Reesink et al previously presented a comparable analysis, but then with the outcomes of different diagnostic pathways possible with the European Randomized study of Screening for Prostate Cancer (ERSPC) prostate risk indicator and biparametric MRI. (3)
In the sequenced strategy, it was found that applying a risk calculator threshold of 20% before MRI, 1 out of 2 MRIs could be avoided while almost 1 out of 5 significant cancers were missed. With a 12.5% threshold, 1 out of 3 MRIs could be avoided and
only 1 out of 10 significant cancers were missed. A strategy with an MRI as the first step in all patients, outperformed any pathway with the risk calculator as the first step.
The most efficient pathway for patients with suspected PCa is not only decided by biopsy and cancer detection rates. The availability of tests, easiness of use, expertise and experience, and costs may differ per country, region and centre. Furthermore,
pathways may be specified to patient with different age, PSA, and family history characteristics. For patients with very high PSA (e.g. >20 ng/ml) or an abnormal digital rectal examination, other pathways may apply.

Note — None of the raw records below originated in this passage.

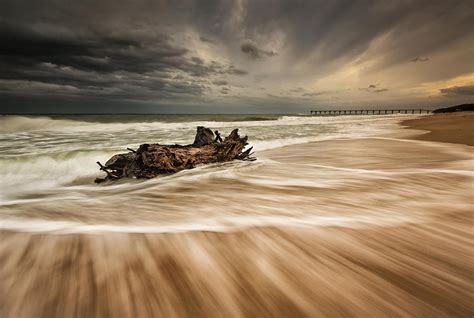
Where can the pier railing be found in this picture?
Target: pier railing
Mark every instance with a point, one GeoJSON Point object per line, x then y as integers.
{"type": "Point", "coordinates": [369, 112]}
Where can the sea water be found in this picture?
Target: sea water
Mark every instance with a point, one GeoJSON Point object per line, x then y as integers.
{"type": "Point", "coordinates": [48, 164]}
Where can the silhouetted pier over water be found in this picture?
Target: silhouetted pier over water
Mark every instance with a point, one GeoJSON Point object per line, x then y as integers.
{"type": "Point", "coordinates": [369, 112]}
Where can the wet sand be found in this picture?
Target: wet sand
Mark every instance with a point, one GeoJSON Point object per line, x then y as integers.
{"type": "Point", "coordinates": [405, 251]}
{"type": "Point", "coordinates": [447, 127]}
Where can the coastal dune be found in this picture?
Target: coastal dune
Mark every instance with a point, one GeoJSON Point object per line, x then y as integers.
{"type": "Point", "coordinates": [373, 226]}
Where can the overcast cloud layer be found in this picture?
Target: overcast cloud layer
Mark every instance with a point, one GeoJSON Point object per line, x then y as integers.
{"type": "Point", "coordinates": [233, 56]}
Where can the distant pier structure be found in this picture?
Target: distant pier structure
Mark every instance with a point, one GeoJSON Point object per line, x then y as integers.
{"type": "Point", "coordinates": [369, 112]}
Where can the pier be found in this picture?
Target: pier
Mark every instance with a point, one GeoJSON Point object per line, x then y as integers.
{"type": "Point", "coordinates": [368, 112]}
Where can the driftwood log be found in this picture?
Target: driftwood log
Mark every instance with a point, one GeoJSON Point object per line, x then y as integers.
{"type": "Point", "coordinates": [151, 160]}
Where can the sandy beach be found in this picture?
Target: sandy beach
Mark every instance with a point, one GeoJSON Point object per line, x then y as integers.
{"type": "Point", "coordinates": [447, 127]}
{"type": "Point", "coordinates": [393, 238]}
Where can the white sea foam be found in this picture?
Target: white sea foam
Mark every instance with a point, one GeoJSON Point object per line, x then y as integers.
{"type": "Point", "coordinates": [47, 167]}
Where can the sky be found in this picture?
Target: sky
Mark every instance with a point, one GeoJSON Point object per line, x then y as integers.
{"type": "Point", "coordinates": [255, 56]}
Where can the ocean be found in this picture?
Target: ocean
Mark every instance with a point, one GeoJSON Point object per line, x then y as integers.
{"type": "Point", "coordinates": [338, 216]}
{"type": "Point", "coordinates": [48, 164]}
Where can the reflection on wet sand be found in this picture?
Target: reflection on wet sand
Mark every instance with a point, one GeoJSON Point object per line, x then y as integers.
{"type": "Point", "coordinates": [373, 226]}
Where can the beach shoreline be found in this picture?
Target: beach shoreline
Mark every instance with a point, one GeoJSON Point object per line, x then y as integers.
{"type": "Point", "coordinates": [385, 240]}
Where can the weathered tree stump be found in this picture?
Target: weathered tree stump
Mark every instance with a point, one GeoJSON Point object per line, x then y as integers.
{"type": "Point", "coordinates": [151, 160]}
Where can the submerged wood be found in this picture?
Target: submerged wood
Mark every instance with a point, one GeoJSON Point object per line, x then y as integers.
{"type": "Point", "coordinates": [151, 160]}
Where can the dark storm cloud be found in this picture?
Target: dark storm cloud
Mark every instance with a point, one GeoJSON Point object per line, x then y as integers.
{"type": "Point", "coordinates": [220, 82]}
{"type": "Point", "coordinates": [458, 91]}
{"type": "Point", "coordinates": [250, 49]}
{"type": "Point", "coordinates": [372, 88]}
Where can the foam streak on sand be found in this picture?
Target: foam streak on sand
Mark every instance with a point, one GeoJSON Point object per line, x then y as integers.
{"type": "Point", "coordinates": [353, 226]}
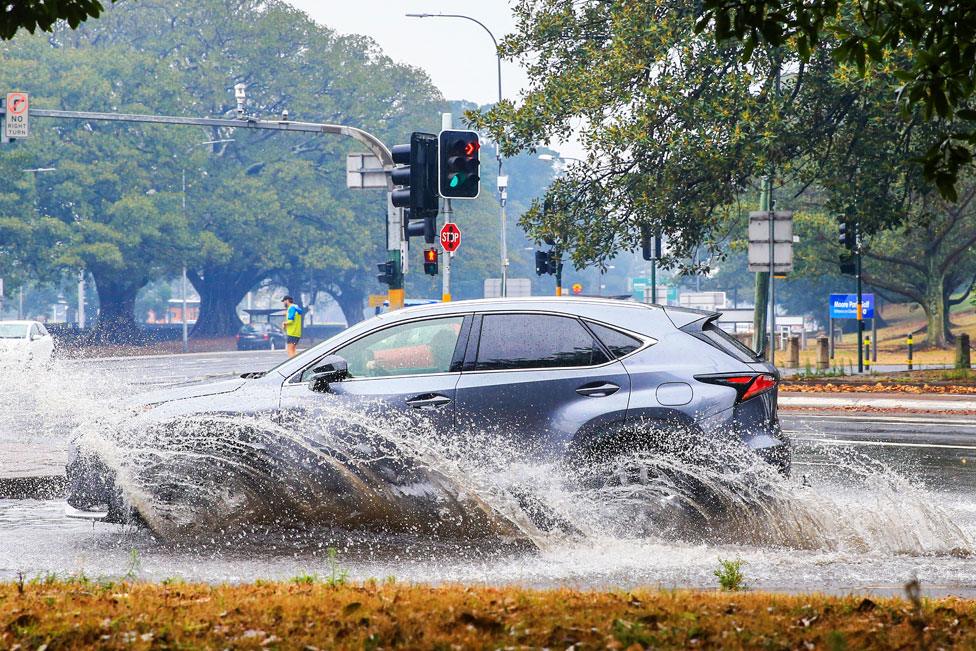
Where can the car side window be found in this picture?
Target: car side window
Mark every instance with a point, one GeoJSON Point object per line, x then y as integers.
{"type": "Point", "coordinates": [615, 341]}
{"type": "Point", "coordinates": [523, 341]}
{"type": "Point", "coordinates": [415, 348]}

In conclusion, any risk stratification for biopsy over a fixed PSA threshold has dramatically improved the diagnostic pathway, and we now have multiple options available. MRI has the highest diagnostic accuracy, but it is also the most costly. The most
efficient and optimal combination(s) of different available diagnostic tools for each patient and region needs to be further studied. Sequencing tests is an efficient strategy, but it should be remembered that the false negative rates of applied tests
accumulate.
References:
Mottet N, van den Bergh RCN, Briers E, et al. EAU-EANM-ESTRO-ESUR-SIOG Guidelines on Prostate Cancer-2020 Update. Part 1: Screening, Diagnosis, and Local Treatment with Curative Intent. Eur Urol.
2021 Feb;79(2):243-262.
Hendriks RJ, van der Leest MMG, Israël B, et al. Clinical use of the SelectMDx urinary-biomarker test with or without mpMRI in prostate cancer diagnosis: a prospective, multicenter study in biopsy-naïve men. Prostate Cancer Prostatic Dis. 2021 May 3.
Reesink DJ, Schilham MGM, van der Hoeven EJRJ, et al. Comparison of risk-calculator and MRI and consecutive pathways as upfront stratification for prostate biopsy.World J Urol. 2020 Oct 22.